Before he became the 16th president of the United States, Abraham Lincoln owned his own tavern and was a licensed bartender.
According to Chicagoist, a local news and culture website, Lincoln’s days at the tavern began in January 1833 when he “partnered with his friend from his militia days.” This friend, William F. Berry, then bought a store with Lincoln and named it “Berry and Lincoln.”
|Photo Credit: Yelp|
Like today, people couldn’t sell liquor back then if a tavern or bar owner didn’t have a liquor license. And so, on March 1833, Berry decided to get a license under his name. They paid $7 for it, which allowed them to sell liquor that would then be consumed in the bar and considered as “groceries.”
In no time, Berry and Lincoln were serving the following: “Half pints of French brandy for 25 cents, peach brandy for 18.75 cents, and apple brandy for 12 cents. Half pints of Holland gin cost 18.75 cents while domestic gin was 12.5 cents. Wine cost 25 cents, rum was 18.75 cents, and whiskey was 12.5 cents.”
Aside from liquor, the place also offered lodging for 12.5 cents a night. For housing horses, people could pay 25 cents. Feeds could also be bought for 12.5 cents, takeout meals cost 37.25 cents.
The Vintage News website, which offers interesting stories from the past, revealed that Lincoln didn’t talk about his time as a tavern owner when he decided to run for president in 1860, or after he won the seat.

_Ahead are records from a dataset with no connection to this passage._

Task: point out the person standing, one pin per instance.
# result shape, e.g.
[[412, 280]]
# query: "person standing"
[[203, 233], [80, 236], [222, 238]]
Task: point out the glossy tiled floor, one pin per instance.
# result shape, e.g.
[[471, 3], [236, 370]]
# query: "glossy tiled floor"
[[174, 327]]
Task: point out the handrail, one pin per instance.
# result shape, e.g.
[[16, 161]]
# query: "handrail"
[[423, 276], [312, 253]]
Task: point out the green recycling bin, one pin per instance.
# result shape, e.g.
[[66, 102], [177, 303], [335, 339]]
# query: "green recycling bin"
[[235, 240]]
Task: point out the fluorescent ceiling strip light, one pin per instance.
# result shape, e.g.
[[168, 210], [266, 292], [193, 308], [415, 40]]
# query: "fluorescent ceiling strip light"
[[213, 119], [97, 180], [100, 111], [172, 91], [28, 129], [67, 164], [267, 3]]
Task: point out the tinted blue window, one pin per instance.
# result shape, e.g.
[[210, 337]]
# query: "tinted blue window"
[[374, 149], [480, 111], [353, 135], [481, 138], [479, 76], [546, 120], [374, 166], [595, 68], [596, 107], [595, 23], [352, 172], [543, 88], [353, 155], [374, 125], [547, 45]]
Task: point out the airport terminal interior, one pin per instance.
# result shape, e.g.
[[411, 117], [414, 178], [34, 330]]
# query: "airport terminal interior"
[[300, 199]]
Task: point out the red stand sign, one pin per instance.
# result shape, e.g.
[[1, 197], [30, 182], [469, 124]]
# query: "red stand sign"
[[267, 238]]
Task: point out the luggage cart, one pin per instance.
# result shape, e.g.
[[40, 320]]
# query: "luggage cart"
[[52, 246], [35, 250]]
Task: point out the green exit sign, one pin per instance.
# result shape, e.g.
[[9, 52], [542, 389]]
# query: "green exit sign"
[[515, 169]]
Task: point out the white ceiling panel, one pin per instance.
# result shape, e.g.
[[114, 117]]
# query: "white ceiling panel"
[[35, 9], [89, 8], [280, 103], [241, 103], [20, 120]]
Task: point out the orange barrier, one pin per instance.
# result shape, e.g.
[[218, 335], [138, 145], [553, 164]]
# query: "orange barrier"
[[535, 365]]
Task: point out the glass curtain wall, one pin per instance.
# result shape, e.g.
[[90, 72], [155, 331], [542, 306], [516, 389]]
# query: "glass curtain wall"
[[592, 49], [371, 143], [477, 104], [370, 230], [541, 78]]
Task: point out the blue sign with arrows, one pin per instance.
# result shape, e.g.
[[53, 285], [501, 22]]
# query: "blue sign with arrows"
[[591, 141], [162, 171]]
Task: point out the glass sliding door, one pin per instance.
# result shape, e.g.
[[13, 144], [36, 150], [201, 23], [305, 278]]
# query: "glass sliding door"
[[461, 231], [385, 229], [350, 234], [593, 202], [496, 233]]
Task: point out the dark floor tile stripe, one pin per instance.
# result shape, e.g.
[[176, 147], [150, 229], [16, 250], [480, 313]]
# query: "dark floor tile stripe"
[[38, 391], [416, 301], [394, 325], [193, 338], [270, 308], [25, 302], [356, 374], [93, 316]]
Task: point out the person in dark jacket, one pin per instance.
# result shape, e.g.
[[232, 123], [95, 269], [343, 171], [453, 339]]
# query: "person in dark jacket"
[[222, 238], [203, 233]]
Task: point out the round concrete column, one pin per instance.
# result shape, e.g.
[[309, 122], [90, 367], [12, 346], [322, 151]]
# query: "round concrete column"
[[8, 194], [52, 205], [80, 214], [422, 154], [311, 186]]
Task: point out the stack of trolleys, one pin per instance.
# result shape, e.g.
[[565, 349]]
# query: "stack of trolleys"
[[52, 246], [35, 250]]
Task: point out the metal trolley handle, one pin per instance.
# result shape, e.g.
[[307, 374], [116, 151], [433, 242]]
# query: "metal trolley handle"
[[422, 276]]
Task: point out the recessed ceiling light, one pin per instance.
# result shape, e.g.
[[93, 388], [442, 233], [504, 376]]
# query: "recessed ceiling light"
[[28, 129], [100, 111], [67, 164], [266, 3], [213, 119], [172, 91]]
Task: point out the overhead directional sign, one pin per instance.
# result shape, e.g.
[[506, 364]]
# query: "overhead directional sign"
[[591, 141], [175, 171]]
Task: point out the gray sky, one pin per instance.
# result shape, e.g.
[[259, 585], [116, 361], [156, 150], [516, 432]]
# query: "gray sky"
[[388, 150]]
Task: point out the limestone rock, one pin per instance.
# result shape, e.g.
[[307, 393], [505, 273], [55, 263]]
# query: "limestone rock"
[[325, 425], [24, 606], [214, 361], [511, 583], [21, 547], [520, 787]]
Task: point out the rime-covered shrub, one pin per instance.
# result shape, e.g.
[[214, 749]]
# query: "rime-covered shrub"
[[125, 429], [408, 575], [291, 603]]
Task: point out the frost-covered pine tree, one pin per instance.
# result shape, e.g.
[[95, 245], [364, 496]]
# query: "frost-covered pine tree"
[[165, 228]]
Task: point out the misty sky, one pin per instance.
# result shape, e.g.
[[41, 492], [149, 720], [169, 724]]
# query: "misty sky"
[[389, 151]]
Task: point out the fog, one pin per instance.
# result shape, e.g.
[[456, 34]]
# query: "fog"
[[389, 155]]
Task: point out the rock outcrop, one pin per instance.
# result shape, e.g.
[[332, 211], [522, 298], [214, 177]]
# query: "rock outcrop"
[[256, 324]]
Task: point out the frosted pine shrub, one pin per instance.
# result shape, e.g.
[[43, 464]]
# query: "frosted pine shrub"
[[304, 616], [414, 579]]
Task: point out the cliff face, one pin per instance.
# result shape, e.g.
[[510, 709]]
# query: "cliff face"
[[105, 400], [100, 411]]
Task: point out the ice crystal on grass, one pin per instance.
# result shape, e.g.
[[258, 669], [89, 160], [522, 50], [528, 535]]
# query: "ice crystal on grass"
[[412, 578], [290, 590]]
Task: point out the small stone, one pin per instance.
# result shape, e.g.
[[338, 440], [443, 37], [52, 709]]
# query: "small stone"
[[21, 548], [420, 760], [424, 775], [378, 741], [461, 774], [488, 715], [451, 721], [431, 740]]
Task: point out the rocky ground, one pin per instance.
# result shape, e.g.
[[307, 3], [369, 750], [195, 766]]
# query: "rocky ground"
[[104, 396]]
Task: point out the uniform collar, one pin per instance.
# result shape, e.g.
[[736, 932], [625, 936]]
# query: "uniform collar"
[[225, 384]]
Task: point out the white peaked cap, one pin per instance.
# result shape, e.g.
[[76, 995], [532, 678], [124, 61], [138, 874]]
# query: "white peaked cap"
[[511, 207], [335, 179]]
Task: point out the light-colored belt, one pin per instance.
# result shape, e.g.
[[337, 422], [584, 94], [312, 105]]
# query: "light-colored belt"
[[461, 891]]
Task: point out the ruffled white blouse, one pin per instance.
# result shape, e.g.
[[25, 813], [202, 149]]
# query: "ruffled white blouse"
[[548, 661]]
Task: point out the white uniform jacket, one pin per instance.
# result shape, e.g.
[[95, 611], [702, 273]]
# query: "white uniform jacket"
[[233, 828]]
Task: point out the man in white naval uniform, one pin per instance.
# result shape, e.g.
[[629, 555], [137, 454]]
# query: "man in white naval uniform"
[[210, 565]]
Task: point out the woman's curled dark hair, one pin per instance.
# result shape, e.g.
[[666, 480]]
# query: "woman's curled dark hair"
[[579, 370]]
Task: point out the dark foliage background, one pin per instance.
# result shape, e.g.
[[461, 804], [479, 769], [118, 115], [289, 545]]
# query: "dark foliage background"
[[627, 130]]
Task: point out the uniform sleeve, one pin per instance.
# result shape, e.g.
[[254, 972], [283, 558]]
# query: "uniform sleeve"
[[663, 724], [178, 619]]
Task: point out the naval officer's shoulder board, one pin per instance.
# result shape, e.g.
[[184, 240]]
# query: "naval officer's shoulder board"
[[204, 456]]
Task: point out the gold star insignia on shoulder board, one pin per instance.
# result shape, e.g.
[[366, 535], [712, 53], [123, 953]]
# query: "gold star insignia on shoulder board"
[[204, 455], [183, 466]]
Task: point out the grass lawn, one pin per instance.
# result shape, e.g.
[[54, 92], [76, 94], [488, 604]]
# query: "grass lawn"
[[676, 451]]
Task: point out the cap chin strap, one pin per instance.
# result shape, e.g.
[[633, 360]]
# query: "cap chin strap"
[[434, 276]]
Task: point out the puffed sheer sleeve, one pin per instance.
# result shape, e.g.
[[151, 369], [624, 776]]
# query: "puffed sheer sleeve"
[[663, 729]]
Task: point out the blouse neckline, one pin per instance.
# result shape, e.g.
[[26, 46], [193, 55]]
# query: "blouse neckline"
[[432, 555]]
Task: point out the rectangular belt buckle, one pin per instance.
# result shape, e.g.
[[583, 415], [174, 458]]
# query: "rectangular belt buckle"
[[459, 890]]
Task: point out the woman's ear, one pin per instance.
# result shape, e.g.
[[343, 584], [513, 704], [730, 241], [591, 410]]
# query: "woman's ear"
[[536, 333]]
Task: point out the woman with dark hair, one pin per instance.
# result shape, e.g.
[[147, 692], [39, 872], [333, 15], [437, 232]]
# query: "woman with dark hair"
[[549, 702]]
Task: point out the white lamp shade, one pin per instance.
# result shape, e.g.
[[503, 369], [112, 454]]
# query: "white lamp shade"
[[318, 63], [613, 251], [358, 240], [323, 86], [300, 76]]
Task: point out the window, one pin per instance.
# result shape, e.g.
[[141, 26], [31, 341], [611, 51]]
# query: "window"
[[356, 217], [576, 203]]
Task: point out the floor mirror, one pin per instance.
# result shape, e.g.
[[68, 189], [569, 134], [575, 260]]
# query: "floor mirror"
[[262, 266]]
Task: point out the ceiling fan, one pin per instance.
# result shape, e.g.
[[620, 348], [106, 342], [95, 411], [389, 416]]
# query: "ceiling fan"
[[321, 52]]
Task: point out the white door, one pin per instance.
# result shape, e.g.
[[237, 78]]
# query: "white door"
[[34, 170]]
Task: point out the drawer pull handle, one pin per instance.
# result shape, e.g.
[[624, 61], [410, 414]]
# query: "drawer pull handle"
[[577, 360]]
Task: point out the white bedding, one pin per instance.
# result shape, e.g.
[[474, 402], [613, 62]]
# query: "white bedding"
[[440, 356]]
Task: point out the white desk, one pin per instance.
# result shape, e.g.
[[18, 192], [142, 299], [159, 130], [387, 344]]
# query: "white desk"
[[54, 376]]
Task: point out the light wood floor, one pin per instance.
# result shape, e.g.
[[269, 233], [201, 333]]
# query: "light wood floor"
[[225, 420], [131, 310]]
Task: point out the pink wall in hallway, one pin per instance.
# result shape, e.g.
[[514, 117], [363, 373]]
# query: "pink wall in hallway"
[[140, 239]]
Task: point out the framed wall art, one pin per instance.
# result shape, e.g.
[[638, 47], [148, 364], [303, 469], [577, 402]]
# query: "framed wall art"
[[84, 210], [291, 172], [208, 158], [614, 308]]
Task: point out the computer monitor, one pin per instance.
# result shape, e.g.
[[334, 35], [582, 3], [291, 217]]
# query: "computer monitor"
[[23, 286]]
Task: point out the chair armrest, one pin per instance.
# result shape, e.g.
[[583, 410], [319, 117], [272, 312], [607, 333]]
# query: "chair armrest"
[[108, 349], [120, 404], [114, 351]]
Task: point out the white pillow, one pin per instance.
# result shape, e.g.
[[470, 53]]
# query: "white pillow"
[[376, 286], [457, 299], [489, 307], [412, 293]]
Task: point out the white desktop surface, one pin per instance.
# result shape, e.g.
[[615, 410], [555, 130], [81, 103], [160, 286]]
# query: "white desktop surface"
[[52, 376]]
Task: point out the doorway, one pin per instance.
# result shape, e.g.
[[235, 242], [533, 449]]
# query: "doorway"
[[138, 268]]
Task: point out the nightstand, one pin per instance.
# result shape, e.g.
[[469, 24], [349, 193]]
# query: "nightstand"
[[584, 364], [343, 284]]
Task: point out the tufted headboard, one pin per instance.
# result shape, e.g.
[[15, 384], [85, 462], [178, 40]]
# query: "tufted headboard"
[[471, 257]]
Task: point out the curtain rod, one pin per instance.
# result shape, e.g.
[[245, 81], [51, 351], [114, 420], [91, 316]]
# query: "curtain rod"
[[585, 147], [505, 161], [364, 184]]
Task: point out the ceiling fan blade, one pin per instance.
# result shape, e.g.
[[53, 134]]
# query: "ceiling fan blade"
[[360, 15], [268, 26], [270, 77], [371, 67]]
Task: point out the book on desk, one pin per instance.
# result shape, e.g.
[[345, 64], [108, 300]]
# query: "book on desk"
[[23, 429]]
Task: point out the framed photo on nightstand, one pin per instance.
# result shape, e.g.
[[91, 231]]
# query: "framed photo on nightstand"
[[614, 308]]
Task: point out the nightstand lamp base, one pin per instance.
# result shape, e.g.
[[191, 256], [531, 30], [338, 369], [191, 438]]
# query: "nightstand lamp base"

|Photo Credit: Shutterstock|
Lincoln wasn’t the only president to have a history with booze before being called to the White House. Chicagoist says even George Washington, the first president of the United States, owned the nation’s largest distillery in 1797. Thomas Jefferson brewed his own beer, and Andrew Jackson, the seventh president of the US, served orange punch on his inaugural party in 1829.